Fixing the CAF requires a strong ResF, but it also requires a strong RegF, with sufficient funding and public support.
I think that you've put your finger on why the RegF won't fix the ResF.
RegF leadership instinctively believes that if a reformed ResF looks to be a viable option then the RegF will be cut. That's always been a problem with the division between a wartime force and a peacetime force. A peacetime force has to justify its existence every day. The end of the cold war was a crisis point for western armies that were founded on the principle of a full-time professional army that could react immediately to a Soviet invasion. Once that threat disappeared (or appeared to disappear) the necessity for a fulltime force was reduced to just sufficient troops to keep capability skills alive and a very small quick reaction force for contingencies.
At that point one should have reverted to a large reserve force model but the CAF hung on protecting every PY it could manage and going through extremes of capability divestiture to stretch their budgets to keep paying full-timers and a massive bureaucracy. We did that around the perceived necessity to interfere in failed states.

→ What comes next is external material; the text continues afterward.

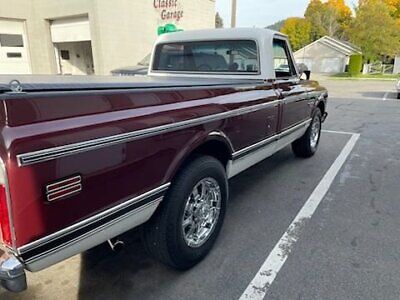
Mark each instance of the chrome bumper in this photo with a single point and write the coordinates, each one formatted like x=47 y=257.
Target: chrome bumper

That model failed. It needed massive support from reservists in Bosnia and then needed to to create a managed readiness and managed equipment program to keep struggling along. If you consider a readiness cycle to take one year to reconstitute and train for "high readiness" you could just a simply have had the leadership and technician core of a battalion as full-timers and recruit two thirds of the battle group off the street for a two year contract and train them for their roles.
The problem with the GoC is that it won't change. There may have been ups and downs but basically all parties are basically the same. Defence capabilities are a vague concept to them. Same with the civil service who for the most part are bean counters. They need to see viable options and all they are really being presented with is one option: a PY based option without a clear understanding of capabilities. That needs to change.
And just as an aside, if the ResF is or becomes a social club with guns it's because that's what the RegF leadership wants it to be.
If a war kicks off there will not suddenly be another dozen ships added to the fleet or several additional squadrons of fighters appearing that need to be manned. For the Army however, the expectation is that if a war kicks off the Army will use Reservists to expand the number of Battalions/Brigades/Divisions we are able to field. That's a very fundamental difference between the Elements and strongly suggests that the way we treat the Reserves of each Element very differently.
I'll leave aside the RCAF for the time being because I can't see their ResF system working well except in the case of retired RegF members and perhaps such specialty fields as airfield construction and security.
For the RCN there is a key factor which is the high maintenance needs that ships have which leave a significant number alongside where the need for a full crew (or even any crew) is unnecessary. At first blush it would appear one could do with less full-time crews than there are ships. There is, however, the amount of "at sea time" for a ship that is active (whether training or operational) and whether a given crew on, let's say a two year posting to an active ship, would burn out.
As you say, there will probably not be a rapid buildup of new ships but there should be an increase in the number of existing ships going active if the fleet went from a peacetime footing to a wartime one and all ships deployed. It strikes me that this would create a significant surge in demand for crews.
My question is, what would be a viable ResF model for the RCN to cater to this situation and do we have the plan and model for that now with the existing Naval ResF?